Sunday, April 20, 2008

It may not be perfect...

Our educational system has often generated mediocrity except for gifted athletes. From kindergarten, children are bombarded with pressures that urge them to modify their behavior and intellectual development toward the average of the group. Gifted children throughout our society may be trapped in an intellectual wasteland - a world that can be cruel to the gifted (Garfield, 1980).

-Webb, Meckstroth, and Tolan. "Guiding the Gifted Child: A Practical Source for Parents and Teachers."

I get very tired reading screeds against homeschooling because almost always, the person who is opposed to homeschooling ignores two very important things about public schools: (1) all except the most progressive public schools cannot or will not meet the educational needs of advanced children, and (2) the "socialization" that is present in public schools can be very harmful to the emotional well-being of gifted children.

If you bring up these points, the response to (1) is that gifted children will get along fine. They ignore the fact that gifted children will very often spend 50% of their time in school waiting for the other kids to catch up. They learn not to be challenged. The notion that children should always be with their same-age peers overrides the notion that these children have advanced intellectual needs and can feel like they're starving while waiting for something challenging.

The response to (2) is usually something that it is the gifted child who is "screwed up" and needs to learn to get along with other kids.
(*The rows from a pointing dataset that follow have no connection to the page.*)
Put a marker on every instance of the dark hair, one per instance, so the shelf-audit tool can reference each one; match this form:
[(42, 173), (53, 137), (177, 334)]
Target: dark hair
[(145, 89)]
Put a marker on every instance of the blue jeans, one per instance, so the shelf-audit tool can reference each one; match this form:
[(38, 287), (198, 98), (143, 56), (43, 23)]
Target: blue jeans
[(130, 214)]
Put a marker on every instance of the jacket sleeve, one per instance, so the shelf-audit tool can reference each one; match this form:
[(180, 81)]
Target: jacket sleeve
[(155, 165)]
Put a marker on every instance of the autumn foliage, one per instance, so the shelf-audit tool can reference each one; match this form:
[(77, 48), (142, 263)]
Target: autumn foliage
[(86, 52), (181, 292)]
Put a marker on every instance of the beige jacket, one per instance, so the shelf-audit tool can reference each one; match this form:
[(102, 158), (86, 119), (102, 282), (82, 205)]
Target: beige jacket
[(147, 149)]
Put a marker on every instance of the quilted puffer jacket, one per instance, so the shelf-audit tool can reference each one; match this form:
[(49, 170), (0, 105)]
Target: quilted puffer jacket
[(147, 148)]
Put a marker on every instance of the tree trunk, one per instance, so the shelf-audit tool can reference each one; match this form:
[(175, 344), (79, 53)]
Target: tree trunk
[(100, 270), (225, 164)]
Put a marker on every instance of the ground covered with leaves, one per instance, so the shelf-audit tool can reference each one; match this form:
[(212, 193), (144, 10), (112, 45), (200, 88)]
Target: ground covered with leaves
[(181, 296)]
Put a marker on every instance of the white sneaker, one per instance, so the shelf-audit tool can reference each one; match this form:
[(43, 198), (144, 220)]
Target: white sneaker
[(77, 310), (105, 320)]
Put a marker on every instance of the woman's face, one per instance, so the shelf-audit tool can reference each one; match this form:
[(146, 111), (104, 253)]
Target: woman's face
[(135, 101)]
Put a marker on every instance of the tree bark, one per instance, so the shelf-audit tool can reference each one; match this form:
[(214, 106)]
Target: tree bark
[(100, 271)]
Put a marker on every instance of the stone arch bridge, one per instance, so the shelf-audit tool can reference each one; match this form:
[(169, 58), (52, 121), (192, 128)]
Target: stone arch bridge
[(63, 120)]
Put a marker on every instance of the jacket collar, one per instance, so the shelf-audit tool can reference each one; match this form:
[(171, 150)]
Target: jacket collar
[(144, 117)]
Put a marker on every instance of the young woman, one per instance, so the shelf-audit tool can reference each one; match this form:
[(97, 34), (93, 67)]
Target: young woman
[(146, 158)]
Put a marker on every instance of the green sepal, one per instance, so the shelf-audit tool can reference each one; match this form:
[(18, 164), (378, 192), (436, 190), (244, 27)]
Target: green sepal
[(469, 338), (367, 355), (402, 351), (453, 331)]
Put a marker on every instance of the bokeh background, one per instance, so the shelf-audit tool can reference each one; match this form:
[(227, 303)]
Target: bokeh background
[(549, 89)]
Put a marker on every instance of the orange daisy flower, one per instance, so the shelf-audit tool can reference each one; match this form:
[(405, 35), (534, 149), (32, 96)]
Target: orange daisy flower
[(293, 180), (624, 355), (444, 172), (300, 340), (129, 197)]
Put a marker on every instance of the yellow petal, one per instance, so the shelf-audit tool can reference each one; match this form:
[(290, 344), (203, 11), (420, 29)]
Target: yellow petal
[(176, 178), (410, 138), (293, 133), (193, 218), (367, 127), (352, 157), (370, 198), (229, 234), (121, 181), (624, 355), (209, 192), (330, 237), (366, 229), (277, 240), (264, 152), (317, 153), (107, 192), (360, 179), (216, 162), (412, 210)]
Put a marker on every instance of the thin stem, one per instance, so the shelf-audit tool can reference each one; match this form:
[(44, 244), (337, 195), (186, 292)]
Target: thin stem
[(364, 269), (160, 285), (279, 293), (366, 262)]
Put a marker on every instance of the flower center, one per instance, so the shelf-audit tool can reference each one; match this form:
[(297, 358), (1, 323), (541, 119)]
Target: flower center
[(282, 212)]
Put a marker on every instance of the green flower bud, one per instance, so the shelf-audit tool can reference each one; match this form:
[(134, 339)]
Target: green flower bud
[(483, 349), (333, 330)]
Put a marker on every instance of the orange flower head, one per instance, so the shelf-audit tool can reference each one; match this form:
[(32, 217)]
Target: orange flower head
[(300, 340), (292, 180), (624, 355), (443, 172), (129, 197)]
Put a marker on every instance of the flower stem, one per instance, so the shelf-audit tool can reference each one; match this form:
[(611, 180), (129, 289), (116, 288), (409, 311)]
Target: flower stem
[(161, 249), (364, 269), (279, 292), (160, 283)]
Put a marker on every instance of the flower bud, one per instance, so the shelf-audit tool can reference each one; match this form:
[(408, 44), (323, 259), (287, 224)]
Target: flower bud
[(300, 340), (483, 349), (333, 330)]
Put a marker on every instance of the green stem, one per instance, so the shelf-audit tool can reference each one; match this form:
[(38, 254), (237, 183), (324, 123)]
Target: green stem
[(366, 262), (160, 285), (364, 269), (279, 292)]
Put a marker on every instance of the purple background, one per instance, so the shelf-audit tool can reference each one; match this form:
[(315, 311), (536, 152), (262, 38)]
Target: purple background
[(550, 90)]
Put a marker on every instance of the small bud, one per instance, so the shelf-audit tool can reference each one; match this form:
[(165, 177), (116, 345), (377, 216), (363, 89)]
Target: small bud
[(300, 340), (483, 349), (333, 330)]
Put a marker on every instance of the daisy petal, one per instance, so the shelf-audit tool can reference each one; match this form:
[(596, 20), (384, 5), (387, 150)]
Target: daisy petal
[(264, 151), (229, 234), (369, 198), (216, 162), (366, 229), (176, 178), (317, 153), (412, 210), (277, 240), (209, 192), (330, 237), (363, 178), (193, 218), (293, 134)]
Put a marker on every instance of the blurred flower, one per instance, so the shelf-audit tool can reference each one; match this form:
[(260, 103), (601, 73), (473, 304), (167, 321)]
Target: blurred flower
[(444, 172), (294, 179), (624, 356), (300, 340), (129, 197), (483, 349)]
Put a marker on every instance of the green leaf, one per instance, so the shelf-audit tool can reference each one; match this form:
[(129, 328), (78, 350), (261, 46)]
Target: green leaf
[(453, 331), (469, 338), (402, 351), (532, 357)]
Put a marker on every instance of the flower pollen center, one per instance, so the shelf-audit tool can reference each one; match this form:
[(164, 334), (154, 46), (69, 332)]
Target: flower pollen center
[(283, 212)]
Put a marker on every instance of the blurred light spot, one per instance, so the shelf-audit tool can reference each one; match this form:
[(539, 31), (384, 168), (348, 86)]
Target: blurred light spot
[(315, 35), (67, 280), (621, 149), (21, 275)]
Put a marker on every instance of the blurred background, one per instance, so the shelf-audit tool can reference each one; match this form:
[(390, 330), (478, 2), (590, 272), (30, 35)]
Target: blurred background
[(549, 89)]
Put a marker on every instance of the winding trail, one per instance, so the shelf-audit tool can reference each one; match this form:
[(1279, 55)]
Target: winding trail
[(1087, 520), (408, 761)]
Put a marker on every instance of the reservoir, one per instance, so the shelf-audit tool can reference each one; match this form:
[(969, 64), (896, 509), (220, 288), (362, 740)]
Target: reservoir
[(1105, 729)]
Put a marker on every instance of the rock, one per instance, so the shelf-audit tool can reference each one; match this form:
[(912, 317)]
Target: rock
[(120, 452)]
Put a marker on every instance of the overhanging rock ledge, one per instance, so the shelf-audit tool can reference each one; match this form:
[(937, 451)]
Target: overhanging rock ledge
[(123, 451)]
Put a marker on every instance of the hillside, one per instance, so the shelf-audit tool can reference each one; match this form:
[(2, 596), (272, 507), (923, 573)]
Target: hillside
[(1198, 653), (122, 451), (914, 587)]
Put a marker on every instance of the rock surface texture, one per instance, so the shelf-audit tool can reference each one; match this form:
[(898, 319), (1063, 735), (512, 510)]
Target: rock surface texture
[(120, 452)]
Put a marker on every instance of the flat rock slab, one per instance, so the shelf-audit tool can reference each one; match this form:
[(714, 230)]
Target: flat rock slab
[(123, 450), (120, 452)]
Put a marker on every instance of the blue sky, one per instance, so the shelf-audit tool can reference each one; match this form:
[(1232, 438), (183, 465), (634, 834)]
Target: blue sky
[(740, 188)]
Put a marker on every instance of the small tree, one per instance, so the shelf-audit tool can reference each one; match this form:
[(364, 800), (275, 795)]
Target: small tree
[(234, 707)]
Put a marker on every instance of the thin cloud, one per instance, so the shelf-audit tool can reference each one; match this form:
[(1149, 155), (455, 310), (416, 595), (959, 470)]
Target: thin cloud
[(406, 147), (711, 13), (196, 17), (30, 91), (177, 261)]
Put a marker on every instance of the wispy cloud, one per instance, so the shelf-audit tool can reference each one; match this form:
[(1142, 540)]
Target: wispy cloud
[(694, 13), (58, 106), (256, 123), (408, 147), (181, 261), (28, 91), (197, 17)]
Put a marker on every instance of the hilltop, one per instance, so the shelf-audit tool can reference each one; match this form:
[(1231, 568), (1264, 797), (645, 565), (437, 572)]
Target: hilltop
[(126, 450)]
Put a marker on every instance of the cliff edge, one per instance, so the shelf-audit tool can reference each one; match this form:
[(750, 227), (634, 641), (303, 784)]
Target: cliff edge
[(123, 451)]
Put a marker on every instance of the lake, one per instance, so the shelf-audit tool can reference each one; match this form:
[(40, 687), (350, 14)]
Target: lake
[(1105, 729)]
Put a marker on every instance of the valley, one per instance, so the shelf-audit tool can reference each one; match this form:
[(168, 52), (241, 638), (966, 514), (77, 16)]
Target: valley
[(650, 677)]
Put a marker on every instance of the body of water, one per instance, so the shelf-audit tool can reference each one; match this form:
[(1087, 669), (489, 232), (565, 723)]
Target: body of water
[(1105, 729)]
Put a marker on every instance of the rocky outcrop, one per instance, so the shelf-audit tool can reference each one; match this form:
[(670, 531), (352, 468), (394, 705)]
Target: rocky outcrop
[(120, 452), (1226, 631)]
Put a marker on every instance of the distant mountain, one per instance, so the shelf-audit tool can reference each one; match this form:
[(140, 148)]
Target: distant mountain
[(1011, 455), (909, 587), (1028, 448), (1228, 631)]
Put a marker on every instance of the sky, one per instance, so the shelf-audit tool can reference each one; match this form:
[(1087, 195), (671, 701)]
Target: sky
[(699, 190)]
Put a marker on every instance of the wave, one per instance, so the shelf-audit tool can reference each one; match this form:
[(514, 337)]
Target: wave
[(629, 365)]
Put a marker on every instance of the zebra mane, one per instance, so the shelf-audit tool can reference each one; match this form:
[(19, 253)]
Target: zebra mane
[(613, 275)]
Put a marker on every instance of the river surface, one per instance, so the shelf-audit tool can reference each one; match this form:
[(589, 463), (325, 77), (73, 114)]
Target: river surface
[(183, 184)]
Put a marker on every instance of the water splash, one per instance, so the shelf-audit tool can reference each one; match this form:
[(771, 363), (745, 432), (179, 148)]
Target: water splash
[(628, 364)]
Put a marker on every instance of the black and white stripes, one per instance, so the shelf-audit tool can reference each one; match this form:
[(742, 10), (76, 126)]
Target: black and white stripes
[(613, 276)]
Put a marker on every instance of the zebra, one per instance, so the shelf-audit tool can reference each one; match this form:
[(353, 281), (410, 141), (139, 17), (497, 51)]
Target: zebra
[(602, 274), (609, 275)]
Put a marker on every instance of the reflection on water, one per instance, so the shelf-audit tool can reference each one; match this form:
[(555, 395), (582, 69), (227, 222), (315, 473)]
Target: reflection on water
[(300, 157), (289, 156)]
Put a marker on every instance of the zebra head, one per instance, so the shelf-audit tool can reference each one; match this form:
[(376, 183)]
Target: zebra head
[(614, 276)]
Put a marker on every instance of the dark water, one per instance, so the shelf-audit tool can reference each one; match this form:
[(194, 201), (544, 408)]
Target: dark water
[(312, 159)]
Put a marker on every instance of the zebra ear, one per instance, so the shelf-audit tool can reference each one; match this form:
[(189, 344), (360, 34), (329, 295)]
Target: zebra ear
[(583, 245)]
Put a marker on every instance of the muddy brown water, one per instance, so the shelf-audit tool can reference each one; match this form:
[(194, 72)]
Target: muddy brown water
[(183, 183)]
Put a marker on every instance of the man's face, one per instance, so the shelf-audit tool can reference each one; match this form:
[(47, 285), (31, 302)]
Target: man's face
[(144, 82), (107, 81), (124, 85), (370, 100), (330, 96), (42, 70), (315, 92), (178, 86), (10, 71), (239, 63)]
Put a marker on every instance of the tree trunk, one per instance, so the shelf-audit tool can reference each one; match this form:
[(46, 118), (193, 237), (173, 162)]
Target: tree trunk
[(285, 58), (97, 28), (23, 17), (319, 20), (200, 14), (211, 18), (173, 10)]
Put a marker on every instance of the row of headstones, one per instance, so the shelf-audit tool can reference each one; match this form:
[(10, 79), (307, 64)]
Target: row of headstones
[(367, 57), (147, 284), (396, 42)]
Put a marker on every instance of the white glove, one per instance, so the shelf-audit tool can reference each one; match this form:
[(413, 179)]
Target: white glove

It is completely ignored that school is the only place in the world where someone is forced to sit in a classroom with people of their same age but who may otherwise have nothing in common. It is also ignored that such a system is very intolerant of differences.

The emotional repercussions of such a system are horrible. Gifted children, at the very least, never learn how to put forth effort. When they finally do encounter a challenge (usually in college), they may have to deal with a lot of frustration. Some of this frustration can actually cause them to quit college. Never having been challenged can make them feel like they are stupid and can't cut it.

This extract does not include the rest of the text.